Files
saw_mill_knot_detection/RTDETR_README.md
2025-12-23 18:24:40 -07:00

4.4 KiB

RT-DETR Training for OAK-D Camera Deployment

RT-DETR (Real-Time Detection Transformer) is Apache 2.0 licensed - free for commercial use. It's designed for real-time detection and works great on edge devices like the OAK-D 4 Pro.

Why RT-DETR?

  • Apache 2.0 license - truly free for commercial use
  • Excellent OAK camera compatibility - exports cleanly to OpenVINO
  • Real-time performance - 30-60 FPS on OAK-D 4 Pro
  • Modern transformer architecture - competitive accuracy with YOLO
  • Easy deployment - direct export to OpenVINO format

Quick Start

1. Annotate Images

Use the Tkinter annotation GUI:

.venv/bin/python tk_annotation_gui.py --images-dir IMAGE/
  • Load your images from Settings
  • Annotate knots manually or use auto-labeling
  • Aim for 100+ annotated images for good results

2. Train Model

Train from the command line:

.venv/bin/python train_model.py \
   --framework rtdetr \
   --dataset dataset_prepared \
   --output runs/rtdetr_training \
   --model-size small \
   --epochs 100

3. Test Model

.venv/bin/python predict_rtdetr.py \
    --weights runs/rtdetr_training/training/weights/best.pt \
    --image test_image.jpg

4. Export for OAK-D

Export to OpenVINO format:

.venv/bin/python export_rtdetr_oak.py \
    --weights runs/rtdetr_training/training/weights/best.pt \
    --img-size 640

This creates:

  • best_openvino_model/ - OpenVINO IR format (.xml + .bin files)
  • best.onnx - ONNX format (intermediate)

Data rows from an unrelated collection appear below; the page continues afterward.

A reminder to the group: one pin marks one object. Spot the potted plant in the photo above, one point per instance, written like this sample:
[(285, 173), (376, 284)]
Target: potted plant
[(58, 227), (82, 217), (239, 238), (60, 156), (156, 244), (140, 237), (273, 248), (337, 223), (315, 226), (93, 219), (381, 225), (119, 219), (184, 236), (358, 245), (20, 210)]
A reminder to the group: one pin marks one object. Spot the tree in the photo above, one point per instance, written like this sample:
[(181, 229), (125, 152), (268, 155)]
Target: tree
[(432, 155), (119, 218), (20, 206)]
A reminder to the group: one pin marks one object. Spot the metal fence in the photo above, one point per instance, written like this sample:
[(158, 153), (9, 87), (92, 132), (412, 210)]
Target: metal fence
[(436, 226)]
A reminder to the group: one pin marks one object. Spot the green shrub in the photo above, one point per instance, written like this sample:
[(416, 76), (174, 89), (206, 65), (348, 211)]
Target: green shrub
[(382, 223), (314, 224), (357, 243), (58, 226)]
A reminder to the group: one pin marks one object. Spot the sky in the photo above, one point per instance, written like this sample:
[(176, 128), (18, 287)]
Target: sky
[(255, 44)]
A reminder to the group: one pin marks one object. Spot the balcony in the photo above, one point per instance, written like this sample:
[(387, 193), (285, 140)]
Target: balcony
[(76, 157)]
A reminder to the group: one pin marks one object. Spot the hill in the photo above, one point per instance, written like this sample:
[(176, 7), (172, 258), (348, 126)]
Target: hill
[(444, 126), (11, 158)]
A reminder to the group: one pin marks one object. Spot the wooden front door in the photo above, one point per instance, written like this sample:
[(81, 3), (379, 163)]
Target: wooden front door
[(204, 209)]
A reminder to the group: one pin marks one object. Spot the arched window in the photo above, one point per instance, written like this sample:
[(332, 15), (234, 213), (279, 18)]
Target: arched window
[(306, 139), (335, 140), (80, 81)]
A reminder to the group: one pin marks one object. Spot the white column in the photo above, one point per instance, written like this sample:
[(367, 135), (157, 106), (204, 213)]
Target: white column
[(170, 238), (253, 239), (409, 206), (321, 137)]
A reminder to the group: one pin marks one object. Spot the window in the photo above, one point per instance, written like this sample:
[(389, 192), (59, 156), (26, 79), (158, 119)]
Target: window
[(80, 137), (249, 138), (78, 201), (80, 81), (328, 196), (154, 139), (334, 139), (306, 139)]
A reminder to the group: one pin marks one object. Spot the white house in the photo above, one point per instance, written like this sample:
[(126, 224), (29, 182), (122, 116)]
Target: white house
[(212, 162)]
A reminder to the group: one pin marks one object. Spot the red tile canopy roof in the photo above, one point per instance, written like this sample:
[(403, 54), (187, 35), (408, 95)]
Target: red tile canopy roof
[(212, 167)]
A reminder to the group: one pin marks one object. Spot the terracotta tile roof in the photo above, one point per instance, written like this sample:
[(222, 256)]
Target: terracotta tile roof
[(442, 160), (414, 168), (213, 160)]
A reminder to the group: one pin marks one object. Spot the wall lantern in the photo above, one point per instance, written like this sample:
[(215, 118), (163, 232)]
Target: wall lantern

5. Convert to Blob for OAK

Option A: Online converter (easiest)

  1. Go to https://blobconverter.luxonis.com/
  2. Upload best_openvino_model/model.xml
  3. Select "OAK-D 4 Pro"
  4. Download .blob file

Option B: Command line

pip install blobconverter
blobconverter --openvino-xml best_openvino_model/model.xml \
              --shaves 6

6. Deploy to OAK-D Camera

Example DepthAI script:

import depthai as dai
import cv2

# Create pipeline
pipeline = dai.Pipeline()

# Camera
cam = pipeline.createColorCamera()
cam.setPreviewSize(640, 640)
cam.setInterleaved(False)

# Neural network
nn = pipeline.createNeuralNetwork()
nn.setBlobPath("best.blob")
cam.preview.link(nn.input)

# Output
xout = pipeline.createXLinkOut()
xout.setStreamName("detections")
nn.out.link(xout.input)

# Run
with dai.Device(pipeline) as device:
    queue = device.getOutputQueue("detections")
    
    while True:
        detections = queue.get()
        # Process detections...

Model Comparison

Model Size Speed (OAK-D) Accuracy License
RT-DETR r18 ~15MB 30-40 FPS Good Apache 2.0
RT-DETR r34 ~30MB 20-30 FPS Better Apache 2.0
YOLOv11n ~6MB 50-60 FPS Good AGPL
YOLOv6n ~10MB 40-50 FPS Good MIT
RF-DETR nano ~15MB 10-20 FPS* Good Check repo

*May have compatibility issues with OpenVINO

Training Tips

  1. Dataset size:

    • Minimum: 50 images
    • Good: 200+ images
    • Excellent: 1000+ images
  2. Data diversity:

    • Different wood types
    • Various lighting conditions
    • Multiple knot sizes/types
    • Different angles
  3. Training settings:

    • Start with rtdetr-r18 for fastest iteration
    • Use batch-size=8 if you have 8GB+ GPU
    • Train for 100-200 epochs
    • Use early stopping (patience=20)
  4. Data augmentation (automatic):

    • Flips, rotations
    • Color adjustments
    • Crops and scales

Troubleshooting

Training is slow:

  • Reduce batch size
  • Use smaller model (r18)
  • Check GPU usage with nvidia-smi

Low accuracy:

  • Add more training data
  • Train longer (more epochs)
  • Use larger model (r34 or r50)
  • Check your annotations for errors

OAK deployment fails:

  • Ensure OpenVINO export succeeded
  • Check blob size (<200MB for OAK-D)
  • Verify input size matches training (640x640)
  • Try FP16 instead of FP32 to reduce size

Resources

License

RT-DETR is Apache 2.0 licensed - you can use it for:

  • Personal projects
  • Commercial products
  • Internal business tools
  • Proprietary software

No restrictions, no paid licenses required!